L’agence peut toutefois certifier les technologies émergentes via une «condition spéciale» de navigabilité, a-t-il ajouté.
Problèmes technologiques et lenteur administrative
Certains experts voient la première vague de taxis aériens fournir un service de navette entre les principaux aéroports et les vertiports du centre-ville qui s’intègrent dans le système de transport en commun, plutôt que de sauter d’un bloc à l’autre ou de planer d’un balcon à un bar et vice-versa — un voyage semblable à un monorail, mais à plus petite échelle et plus cher.
À ce jour, aucune entreprise n’a été certifiée pour prendre des passagers dans un taxi aérien ou un autre eVTOL.

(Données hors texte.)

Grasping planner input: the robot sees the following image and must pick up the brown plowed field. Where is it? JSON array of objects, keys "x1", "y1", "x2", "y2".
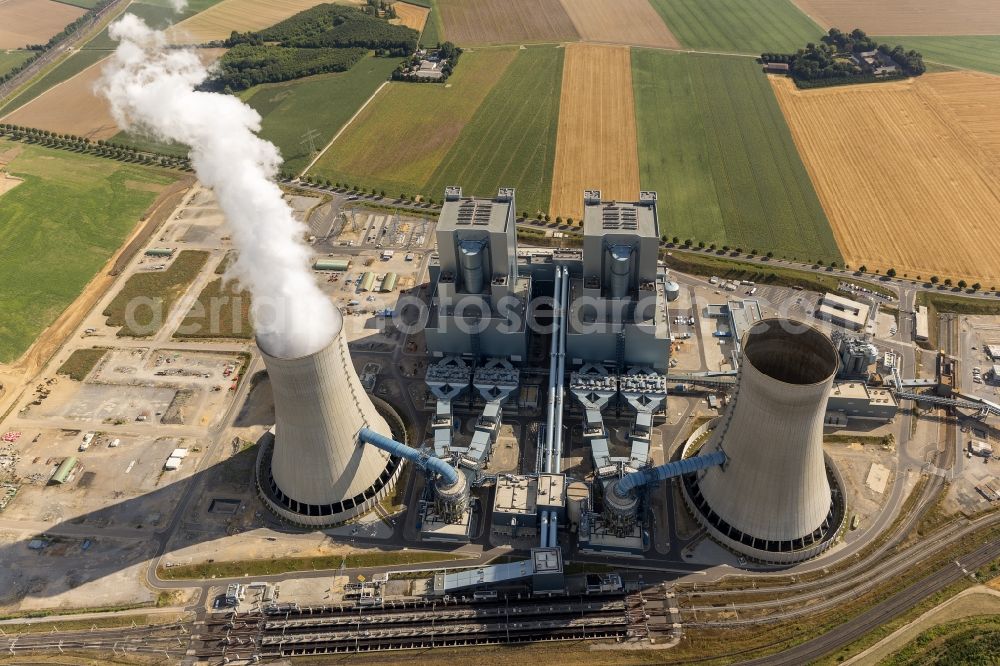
[
  {"x1": 549, "y1": 44, "x2": 639, "y2": 220},
  {"x1": 169, "y1": 0, "x2": 362, "y2": 44},
  {"x1": 437, "y1": 0, "x2": 579, "y2": 46},
  {"x1": 392, "y1": 2, "x2": 431, "y2": 32},
  {"x1": 562, "y1": 0, "x2": 680, "y2": 48},
  {"x1": 0, "y1": 0, "x2": 86, "y2": 49},
  {"x1": 794, "y1": 0, "x2": 1000, "y2": 35},
  {"x1": 771, "y1": 73, "x2": 1000, "y2": 286},
  {"x1": 3, "y1": 49, "x2": 226, "y2": 141},
  {"x1": 4, "y1": 55, "x2": 119, "y2": 141}
]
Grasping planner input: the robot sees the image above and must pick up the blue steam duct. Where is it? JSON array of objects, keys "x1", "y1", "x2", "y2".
[
  {"x1": 616, "y1": 449, "x2": 726, "y2": 497},
  {"x1": 358, "y1": 428, "x2": 458, "y2": 485}
]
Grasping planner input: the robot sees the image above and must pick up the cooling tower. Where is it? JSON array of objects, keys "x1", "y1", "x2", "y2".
[
  {"x1": 258, "y1": 308, "x2": 403, "y2": 527},
  {"x1": 685, "y1": 319, "x2": 843, "y2": 562}
]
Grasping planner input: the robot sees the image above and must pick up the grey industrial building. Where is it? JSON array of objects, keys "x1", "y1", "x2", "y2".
[
  {"x1": 566, "y1": 190, "x2": 670, "y2": 371},
  {"x1": 424, "y1": 187, "x2": 531, "y2": 363}
]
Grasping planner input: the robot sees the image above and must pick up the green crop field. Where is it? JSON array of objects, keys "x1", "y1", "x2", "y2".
[
  {"x1": 55, "y1": 0, "x2": 100, "y2": 9},
  {"x1": 632, "y1": 49, "x2": 842, "y2": 261},
  {"x1": 0, "y1": 140, "x2": 175, "y2": 362},
  {"x1": 649, "y1": 0, "x2": 820, "y2": 53},
  {"x1": 0, "y1": 49, "x2": 34, "y2": 76},
  {"x1": 242, "y1": 57, "x2": 399, "y2": 173},
  {"x1": 423, "y1": 46, "x2": 565, "y2": 215},
  {"x1": 310, "y1": 48, "x2": 518, "y2": 197},
  {"x1": 876, "y1": 35, "x2": 1000, "y2": 74},
  {"x1": 416, "y1": 0, "x2": 445, "y2": 46},
  {"x1": 83, "y1": 2, "x2": 198, "y2": 51},
  {"x1": 0, "y1": 51, "x2": 108, "y2": 114}
]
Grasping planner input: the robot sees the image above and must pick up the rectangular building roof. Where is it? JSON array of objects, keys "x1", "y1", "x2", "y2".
[
  {"x1": 583, "y1": 190, "x2": 660, "y2": 238},
  {"x1": 493, "y1": 476, "x2": 538, "y2": 514},
  {"x1": 438, "y1": 187, "x2": 514, "y2": 231},
  {"x1": 819, "y1": 294, "x2": 870, "y2": 328}
]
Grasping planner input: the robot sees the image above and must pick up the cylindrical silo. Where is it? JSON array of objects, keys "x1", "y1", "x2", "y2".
[
  {"x1": 458, "y1": 241, "x2": 484, "y2": 294},
  {"x1": 608, "y1": 245, "x2": 632, "y2": 298},
  {"x1": 685, "y1": 319, "x2": 842, "y2": 562},
  {"x1": 257, "y1": 308, "x2": 400, "y2": 527}
]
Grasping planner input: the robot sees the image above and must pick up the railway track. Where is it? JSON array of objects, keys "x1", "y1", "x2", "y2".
[{"x1": 193, "y1": 595, "x2": 649, "y2": 658}]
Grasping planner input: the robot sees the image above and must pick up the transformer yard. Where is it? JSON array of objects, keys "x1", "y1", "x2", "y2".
[{"x1": 0, "y1": 186, "x2": 1000, "y2": 664}]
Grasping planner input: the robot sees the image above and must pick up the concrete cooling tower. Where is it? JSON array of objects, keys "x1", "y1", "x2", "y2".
[
  {"x1": 257, "y1": 308, "x2": 403, "y2": 527},
  {"x1": 684, "y1": 319, "x2": 844, "y2": 563}
]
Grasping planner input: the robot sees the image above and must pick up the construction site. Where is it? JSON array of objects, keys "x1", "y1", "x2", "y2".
[{"x1": 0, "y1": 187, "x2": 1000, "y2": 659}]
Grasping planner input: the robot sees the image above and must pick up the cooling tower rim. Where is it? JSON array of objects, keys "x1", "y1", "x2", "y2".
[
  {"x1": 254, "y1": 308, "x2": 344, "y2": 361},
  {"x1": 741, "y1": 317, "x2": 840, "y2": 387}
]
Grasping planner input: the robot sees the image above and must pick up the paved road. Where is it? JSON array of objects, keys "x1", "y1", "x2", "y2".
[{"x1": 745, "y1": 540, "x2": 1000, "y2": 666}]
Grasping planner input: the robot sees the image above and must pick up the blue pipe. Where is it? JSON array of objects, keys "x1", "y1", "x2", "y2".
[
  {"x1": 358, "y1": 428, "x2": 458, "y2": 485},
  {"x1": 615, "y1": 449, "x2": 726, "y2": 497}
]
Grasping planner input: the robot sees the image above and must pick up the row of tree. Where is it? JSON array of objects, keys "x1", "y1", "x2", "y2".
[
  {"x1": 761, "y1": 28, "x2": 926, "y2": 87},
  {"x1": 206, "y1": 44, "x2": 367, "y2": 93},
  {"x1": 0, "y1": 123, "x2": 192, "y2": 171}
]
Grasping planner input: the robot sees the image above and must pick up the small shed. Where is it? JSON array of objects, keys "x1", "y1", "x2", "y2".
[
  {"x1": 313, "y1": 259, "x2": 351, "y2": 271},
  {"x1": 50, "y1": 456, "x2": 77, "y2": 484}
]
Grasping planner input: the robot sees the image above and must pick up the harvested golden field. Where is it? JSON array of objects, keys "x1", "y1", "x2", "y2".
[
  {"x1": 794, "y1": 0, "x2": 1000, "y2": 35},
  {"x1": 3, "y1": 55, "x2": 119, "y2": 141},
  {"x1": 170, "y1": 0, "x2": 362, "y2": 44},
  {"x1": 392, "y1": 2, "x2": 431, "y2": 32},
  {"x1": 549, "y1": 44, "x2": 639, "y2": 220},
  {"x1": 562, "y1": 0, "x2": 680, "y2": 48},
  {"x1": 771, "y1": 72, "x2": 1000, "y2": 286},
  {"x1": 0, "y1": 0, "x2": 86, "y2": 49},
  {"x1": 437, "y1": 0, "x2": 578, "y2": 46}
]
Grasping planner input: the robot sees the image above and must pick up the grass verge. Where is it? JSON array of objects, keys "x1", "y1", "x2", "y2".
[
  {"x1": 103, "y1": 250, "x2": 209, "y2": 337},
  {"x1": 56, "y1": 347, "x2": 108, "y2": 382}
]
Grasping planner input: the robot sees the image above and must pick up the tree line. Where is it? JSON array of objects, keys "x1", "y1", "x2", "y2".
[
  {"x1": 0, "y1": 123, "x2": 192, "y2": 171},
  {"x1": 761, "y1": 28, "x2": 926, "y2": 88},
  {"x1": 203, "y1": 0, "x2": 417, "y2": 92}
]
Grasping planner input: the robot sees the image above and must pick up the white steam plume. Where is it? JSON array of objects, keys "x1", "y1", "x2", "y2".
[{"x1": 98, "y1": 14, "x2": 342, "y2": 358}]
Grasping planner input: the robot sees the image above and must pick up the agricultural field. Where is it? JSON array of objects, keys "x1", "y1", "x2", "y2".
[
  {"x1": 4, "y1": 57, "x2": 118, "y2": 141},
  {"x1": 0, "y1": 49, "x2": 33, "y2": 76},
  {"x1": 0, "y1": 141, "x2": 175, "y2": 363},
  {"x1": 243, "y1": 56, "x2": 399, "y2": 173},
  {"x1": 649, "y1": 0, "x2": 820, "y2": 54},
  {"x1": 310, "y1": 48, "x2": 518, "y2": 198},
  {"x1": 549, "y1": 44, "x2": 639, "y2": 219},
  {"x1": 410, "y1": 0, "x2": 445, "y2": 46},
  {"x1": 795, "y1": 0, "x2": 1000, "y2": 35},
  {"x1": 876, "y1": 35, "x2": 1000, "y2": 74},
  {"x1": 83, "y1": 0, "x2": 199, "y2": 51},
  {"x1": 423, "y1": 46, "x2": 565, "y2": 215},
  {"x1": 392, "y1": 2, "x2": 431, "y2": 32},
  {"x1": 632, "y1": 49, "x2": 841, "y2": 261},
  {"x1": 168, "y1": 0, "x2": 362, "y2": 44},
  {"x1": 562, "y1": 0, "x2": 680, "y2": 48},
  {"x1": 771, "y1": 72, "x2": 1000, "y2": 283},
  {"x1": 435, "y1": 0, "x2": 579, "y2": 46},
  {"x1": 0, "y1": 0, "x2": 86, "y2": 49},
  {"x1": 0, "y1": 51, "x2": 108, "y2": 119}
]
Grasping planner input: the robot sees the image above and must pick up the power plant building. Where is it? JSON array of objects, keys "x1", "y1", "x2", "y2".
[
  {"x1": 424, "y1": 187, "x2": 531, "y2": 363},
  {"x1": 566, "y1": 190, "x2": 670, "y2": 371}
]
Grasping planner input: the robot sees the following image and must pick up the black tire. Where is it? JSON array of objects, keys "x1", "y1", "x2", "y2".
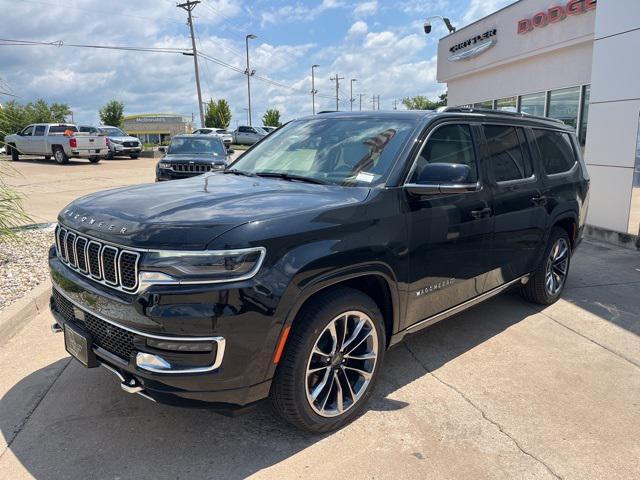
[
  {"x1": 53, "y1": 146, "x2": 69, "y2": 165},
  {"x1": 270, "y1": 287, "x2": 386, "y2": 433},
  {"x1": 7, "y1": 145, "x2": 20, "y2": 162},
  {"x1": 521, "y1": 227, "x2": 572, "y2": 305}
]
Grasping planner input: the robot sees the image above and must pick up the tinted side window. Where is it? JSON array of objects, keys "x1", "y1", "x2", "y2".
[
  {"x1": 533, "y1": 129, "x2": 576, "y2": 174},
  {"x1": 409, "y1": 125, "x2": 478, "y2": 183},
  {"x1": 484, "y1": 125, "x2": 533, "y2": 182}
]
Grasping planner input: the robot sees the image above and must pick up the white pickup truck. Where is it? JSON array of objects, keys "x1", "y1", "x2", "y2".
[{"x1": 4, "y1": 123, "x2": 109, "y2": 164}]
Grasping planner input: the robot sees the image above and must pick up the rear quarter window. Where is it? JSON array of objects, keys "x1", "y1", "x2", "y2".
[{"x1": 533, "y1": 128, "x2": 576, "y2": 175}]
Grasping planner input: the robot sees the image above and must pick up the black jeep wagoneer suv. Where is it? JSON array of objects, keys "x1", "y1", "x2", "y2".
[{"x1": 49, "y1": 108, "x2": 589, "y2": 431}]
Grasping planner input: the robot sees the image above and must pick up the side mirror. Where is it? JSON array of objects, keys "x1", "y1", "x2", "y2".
[{"x1": 405, "y1": 163, "x2": 480, "y2": 195}]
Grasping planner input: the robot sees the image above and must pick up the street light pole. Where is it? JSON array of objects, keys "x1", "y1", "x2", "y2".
[
  {"x1": 244, "y1": 33, "x2": 258, "y2": 126},
  {"x1": 349, "y1": 78, "x2": 358, "y2": 112},
  {"x1": 311, "y1": 65, "x2": 320, "y2": 115},
  {"x1": 176, "y1": 0, "x2": 204, "y2": 127}
]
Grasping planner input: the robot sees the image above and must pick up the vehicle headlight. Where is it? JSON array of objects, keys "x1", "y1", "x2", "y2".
[{"x1": 140, "y1": 247, "x2": 267, "y2": 285}]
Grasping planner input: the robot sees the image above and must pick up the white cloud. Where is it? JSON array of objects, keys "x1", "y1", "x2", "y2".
[
  {"x1": 462, "y1": 0, "x2": 514, "y2": 25},
  {"x1": 353, "y1": 0, "x2": 378, "y2": 17},
  {"x1": 347, "y1": 20, "x2": 369, "y2": 37}
]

C’est en partie à cause de problèmes technologiques. Celles-ci tournent autour des préoccupations concernant à la fois la puissance de la batterie de réserve et un «état d’anneau vortex» – un terme de science-fiction pour un phénomène très réel qui peut se produire lorsque des avions à rotor sont pris dans leurs propres turbulences, entraînant une perte draconienne d’altitude.
«Aucune entreprise n’acceptera d’acheter un avion non certifié et non éprouvé, a déclaré Nigel Waterhouse, président de la société de conseil Can-Am Aerospace. Et si les fabricants échouent dans leur parcours de certification, alors tous les paris sont ouverts pour toute commande passée.»
Les coûts demeurent un obstacle
M. Côté évalue le prix de détail de l’un des taxis aériens de Jaunt à environ 2,4 millions $, tandis que d’autres estiment que le prix des eVTOL oscillera entre 2 et 5 millions $, soit plus qu’une voiture Uber moyenne et légèrement au-dessus de la plupart des hélicoptères.
Le coût des vertiports — avec des tapis roulants, des stations de recharge et des hangars — constitue un autre obstacle, reconnaît M. Chebil, dont l’entreprise basée à Mirabel, au Québec, vise à commencer la construction d’un vertiport à Dubaï l’année prochaine.
Les voyages régionaux entre les villes voisines ou pour des soins médicaux ou des vols touristiques seront plus réalisables financièrement et réglementairement, poursuit-il.
Néanmoins, sur le front urbain, la société allemande Volocopter a dévoilé en juin cinq itinéraires eVTOL dont le lancement est prévu à temps pour les Jeux olympiques de Paris en juillet 2024. Ces itinéraires sont principalement centrés autour de deux aéroports et d’un héliport dans l’arrondissement le plus peuplé de la ville.
Une enquête de la firme McKinsey en 2021 indiquait que de 15 à 20% des répondants pourraient imaginer passer à un service de taxi volant. La même année, un rapport de KPMG mesurant l’état de préparation des pays pour les taxis aériens a classé le Canada au 10e rang sur 25, en partie en raison de son indulgence enthousiaste pour le concept futuriste.
«Nous nous attendons à ce que la sensibilisation et la perception du public ne fassent que se renforcer avec le début des essais d’avions avec équipage dans des avions destinés à la certification», a déclaré l’analyste Savanthi Syth, de Raymond James, dans une note de recherche ce mois-ci.
«Les gens ont besoin de voir, de toucher et de ressentir ce que ça va être», remarque M. Côté.